Increasing an individual’s daily number of steps to 7,000 a day could cut their risk of cancer and diabetes by 34%.
This is according to Adrian Gore, founder of Discovery Vitality, who was speaking this morning at an event organised to launch the insurer’s research The Habit Index mapping the behaviours and habits of more than one million Vitality programme members across South Africa and the UK over a 10-year period.
Gore revealed for chronic conditions such as diabetes and critical illnesses like cancer, increasing an individual’s number of steps to 7,000 daily can cut these risks by 34%.
While 10,000 steps a day has traditionally been seen as the optimum healthy number of steps an individual should take a day, Gore explained Vitality’s research found that five to seven and a half thousand steps a day was an “efficient” level.

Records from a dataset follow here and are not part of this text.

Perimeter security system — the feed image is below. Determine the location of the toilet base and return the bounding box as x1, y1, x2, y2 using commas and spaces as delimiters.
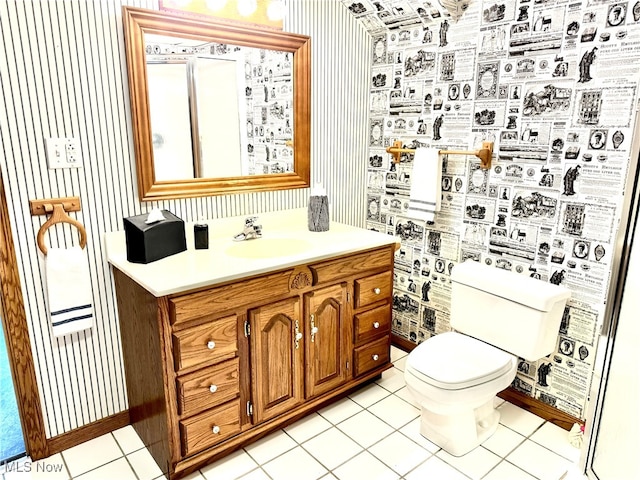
420, 399, 500, 457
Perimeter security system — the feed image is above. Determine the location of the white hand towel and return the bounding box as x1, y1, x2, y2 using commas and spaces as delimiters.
45, 247, 93, 337
407, 148, 442, 222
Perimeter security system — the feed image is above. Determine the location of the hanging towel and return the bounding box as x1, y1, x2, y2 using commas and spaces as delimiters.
45, 247, 93, 337
407, 148, 442, 223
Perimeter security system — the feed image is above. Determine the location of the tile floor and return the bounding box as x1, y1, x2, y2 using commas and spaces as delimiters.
0, 348, 586, 480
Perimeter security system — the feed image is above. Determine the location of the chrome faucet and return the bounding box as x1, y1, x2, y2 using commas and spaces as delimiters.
233, 217, 262, 242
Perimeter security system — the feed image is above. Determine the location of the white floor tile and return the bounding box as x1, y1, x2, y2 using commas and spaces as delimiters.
302, 427, 362, 470
393, 355, 407, 372
238, 468, 271, 480
62, 433, 128, 478
262, 447, 328, 480
242, 430, 298, 466
395, 387, 420, 409
284, 413, 333, 443
560, 465, 588, 480
498, 402, 544, 437
74, 457, 137, 480
111, 425, 144, 455
337, 410, 394, 448
391, 345, 408, 363
318, 398, 363, 425
376, 367, 406, 392
506, 440, 572, 480
482, 425, 526, 458
0, 454, 71, 480
482, 462, 536, 480
349, 383, 391, 408
367, 395, 420, 428
333, 452, 398, 480
530, 422, 580, 463
404, 456, 469, 480
436, 446, 502, 480
200, 450, 258, 480
368, 432, 432, 475
399, 417, 440, 453
127, 448, 162, 480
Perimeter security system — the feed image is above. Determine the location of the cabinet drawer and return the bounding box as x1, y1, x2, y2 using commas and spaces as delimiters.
309, 247, 393, 285
169, 270, 291, 325
353, 304, 391, 343
173, 315, 238, 370
353, 337, 389, 377
180, 401, 241, 456
177, 358, 240, 415
355, 272, 392, 308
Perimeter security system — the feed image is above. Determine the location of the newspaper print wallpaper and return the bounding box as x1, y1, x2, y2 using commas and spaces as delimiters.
343, 0, 640, 418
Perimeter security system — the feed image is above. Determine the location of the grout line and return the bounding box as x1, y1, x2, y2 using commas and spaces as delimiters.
110, 432, 141, 480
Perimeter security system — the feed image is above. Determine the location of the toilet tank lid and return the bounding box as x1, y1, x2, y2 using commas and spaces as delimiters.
451, 260, 571, 312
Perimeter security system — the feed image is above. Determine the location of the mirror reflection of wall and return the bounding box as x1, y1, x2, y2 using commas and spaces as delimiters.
193, 57, 249, 178
145, 35, 294, 181
147, 61, 194, 181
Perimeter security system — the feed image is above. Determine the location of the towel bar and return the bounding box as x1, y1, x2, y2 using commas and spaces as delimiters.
29, 197, 87, 255
387, 140, 493, 170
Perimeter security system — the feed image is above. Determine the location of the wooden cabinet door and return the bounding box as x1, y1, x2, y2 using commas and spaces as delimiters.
304, 284, 351, 397
249, 297, 304, 423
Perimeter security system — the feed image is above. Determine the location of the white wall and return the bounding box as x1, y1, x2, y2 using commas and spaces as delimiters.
0, 0, 371, 437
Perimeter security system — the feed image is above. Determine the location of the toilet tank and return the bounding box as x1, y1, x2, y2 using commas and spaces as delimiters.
451, 260, 571, 361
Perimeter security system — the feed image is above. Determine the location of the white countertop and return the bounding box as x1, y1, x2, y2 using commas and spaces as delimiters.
104, 208, 397, 297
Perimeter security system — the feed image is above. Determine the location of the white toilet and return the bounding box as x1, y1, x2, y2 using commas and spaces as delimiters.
404, 260, 571, 456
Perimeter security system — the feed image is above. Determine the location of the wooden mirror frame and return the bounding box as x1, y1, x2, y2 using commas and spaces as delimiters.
122, 6, 311, 201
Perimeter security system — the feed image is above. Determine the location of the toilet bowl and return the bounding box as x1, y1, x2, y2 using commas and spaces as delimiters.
404, 260, 571, 456
404, 332, 518, 456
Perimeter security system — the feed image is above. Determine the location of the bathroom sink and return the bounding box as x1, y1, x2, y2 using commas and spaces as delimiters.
225, 238, 311, 259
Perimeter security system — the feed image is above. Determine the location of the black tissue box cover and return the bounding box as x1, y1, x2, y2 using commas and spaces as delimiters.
124, 210, 187, 263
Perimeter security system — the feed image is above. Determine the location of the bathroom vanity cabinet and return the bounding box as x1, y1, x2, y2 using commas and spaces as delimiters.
112, 217, 395, 478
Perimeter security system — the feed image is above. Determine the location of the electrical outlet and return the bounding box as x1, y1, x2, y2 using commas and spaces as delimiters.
65, 138, 80, 167
44, 138, 82, 169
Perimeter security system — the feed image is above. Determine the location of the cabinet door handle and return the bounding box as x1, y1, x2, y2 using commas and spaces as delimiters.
311, 313, 318, 342
295, 320, 302, 350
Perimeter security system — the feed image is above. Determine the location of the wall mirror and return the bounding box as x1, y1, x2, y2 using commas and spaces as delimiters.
122, 7, 311, 201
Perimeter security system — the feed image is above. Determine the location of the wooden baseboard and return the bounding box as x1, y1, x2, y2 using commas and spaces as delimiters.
38, 410, 129, 460
391, 334, 584, 430
498, 387, 584, 430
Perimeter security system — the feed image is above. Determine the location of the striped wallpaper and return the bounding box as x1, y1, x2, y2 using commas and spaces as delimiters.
0, 0, 371, 438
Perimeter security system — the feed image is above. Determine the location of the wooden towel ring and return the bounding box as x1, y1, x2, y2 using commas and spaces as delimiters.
37, 203, 87, 255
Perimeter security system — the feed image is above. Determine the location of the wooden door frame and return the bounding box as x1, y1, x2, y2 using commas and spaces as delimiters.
0, 171, 49, 459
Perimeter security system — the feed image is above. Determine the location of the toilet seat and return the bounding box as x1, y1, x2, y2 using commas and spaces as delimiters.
407, 332, 517, 390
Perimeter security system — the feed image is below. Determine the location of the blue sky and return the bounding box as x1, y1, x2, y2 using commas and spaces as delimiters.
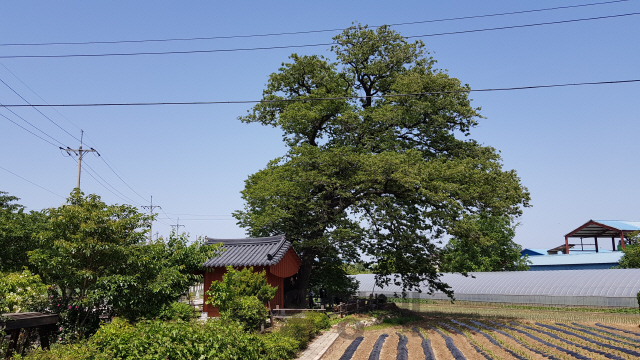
0, 0, 640, 248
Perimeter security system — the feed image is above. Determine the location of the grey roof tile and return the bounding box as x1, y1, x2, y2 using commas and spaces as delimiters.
203, 235, 291, 267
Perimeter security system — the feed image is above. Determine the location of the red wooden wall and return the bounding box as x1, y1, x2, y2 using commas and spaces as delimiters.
203, 248, 302, 317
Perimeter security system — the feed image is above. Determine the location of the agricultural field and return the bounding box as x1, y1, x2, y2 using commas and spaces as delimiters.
323, 309, 640, 360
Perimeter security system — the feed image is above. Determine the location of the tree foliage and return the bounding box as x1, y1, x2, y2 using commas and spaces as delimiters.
235, 24, 529, 298
0, 270, 47, 314
440, 215, 529, 273
0, 191, 44, 272
618, 232, 640, 269
29, 189, 213, 337
207, 266, 277, 330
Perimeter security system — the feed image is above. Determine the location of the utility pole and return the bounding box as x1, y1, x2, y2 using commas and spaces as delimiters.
171, 218, 184, 236
60, 129, 100, 189
140, 196, 162, 244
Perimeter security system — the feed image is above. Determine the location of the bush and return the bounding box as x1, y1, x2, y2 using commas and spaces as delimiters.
26, 318, 298, 360
159, 301, 197, 321
304, 311, 331, 332
207, 266, 277, 330
0, 270, 47, 314
263, 332, 300, 360
220, 296, 269, 329
280, 316, 316, 349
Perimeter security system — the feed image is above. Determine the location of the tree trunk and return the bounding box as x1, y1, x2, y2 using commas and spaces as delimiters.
291, 256, 315, 306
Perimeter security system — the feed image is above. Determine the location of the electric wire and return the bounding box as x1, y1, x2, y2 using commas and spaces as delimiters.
0, 62, 81, 131
0, 0, 631, 46
0, 63, 152, 201
72, 158, 142, 202
0, 166, 65, 199
0, 113, 60, 147
85, 164, 142, 206
0, 12, 640, 59
0, 78, 80, 141
100, 156, 147, 201
0, 98, 65, 147
2, 79, 640, 108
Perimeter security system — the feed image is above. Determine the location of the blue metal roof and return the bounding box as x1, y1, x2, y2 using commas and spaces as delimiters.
593, 220, 640, 231
520, 248, 547, 256
529, 251, 624, 266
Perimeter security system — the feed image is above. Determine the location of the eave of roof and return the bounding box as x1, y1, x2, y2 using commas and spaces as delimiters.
203, 235, 291, 267
565, 220, 640, 238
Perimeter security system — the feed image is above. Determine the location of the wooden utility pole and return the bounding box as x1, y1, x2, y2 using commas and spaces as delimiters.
140, 196, 162, 243
171, 218, 184, 236
60, 129, 100, 189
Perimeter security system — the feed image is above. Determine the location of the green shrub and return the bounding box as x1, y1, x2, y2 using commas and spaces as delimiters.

And he added that this level of steps contribution to good health was consistent across age groups.
In terms of getting toward reaching that number of steps, Gore revealed an additional 800 steps was the maximum point before a drop off rate occurred.
“The amount of steps of between five thousand and seven and a half thousand is not that much a day,” Gore maintained.
“The effect on mortality is dramatic. It doesn’t take long to create good behaviour, good strong habits. Seven to 15 weeks for the increase in activity. And the increments need to be small…
“Simply pick a target. If you want want to get to 5,000 steps a day, try and get to 5,000 and from 5,000 try and get to seven and a half. But those ranges are fine.”